Até mesmo Sacerdotes – casta essencialíssima para esses tempos – que deveriam analogamente viver como Cristo neste mundo cospem em sua vocação para adorarem, mesmo inconscientemente – às três divindades e sua revolução cosmopolita. Suspendem Missas, Sacramentos, impedem a presença de fiéis necessitados da Casa de Deus para agradarem os deuses deste vale de lágrimas.

Tudo isto faz-me lembrar, como um ato intuitivo, da Oração de São Miguel Arcanjo: os demônios que andam pelo mundo para perder as almas.

Entretanto, para muitos desses Sacerdotes, políticos, etc., não há alma. Somos apenas átomos soltos batendo cabeça em busca de prazeres e ganhos materiais. Somos como Maquiavel justificando os meios pelos fins.

Nossa miséria intrínseca não necessita mais da Graça e das virtudes, mas dos vícios e do contentamento da ilusão de nos bastarmos por si próprios.

Por este motivo, como bem diz Olavo de Carvalho, o movimento revolucionário caracteriza-se pela inversão de sujeito e objeto. E complemento-o que, após a inversão, aparece a romantização mítica e mística dos deuses deste mundo.
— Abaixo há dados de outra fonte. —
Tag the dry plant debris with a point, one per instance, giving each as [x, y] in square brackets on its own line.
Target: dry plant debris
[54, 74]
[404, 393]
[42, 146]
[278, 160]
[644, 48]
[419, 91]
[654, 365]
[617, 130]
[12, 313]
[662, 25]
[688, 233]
Sim, caro leitor, parece uma bobagem infantil – quando percebido o contraste entre aquilo que somos e o que buscamos como fim no mundo contemporâneo – o que a humanidade faz de si mesma no século da superação humana. Mas que superação é esta que dura apenas alguns momentinhos toscos e pueris? Que superação é esta que depende de uma macroestrutura internacional? Que superação é esta que nos faz reféns de poucos indivíduos e que saímos gratos pelas migalhas que vem de cima? Ora….

Que nos libertemos da hipnose aplicada pela Tripla Divindade mundana ou perderemos tudo aquilo que mais importa: a visão essencial do verdadeiro Deus.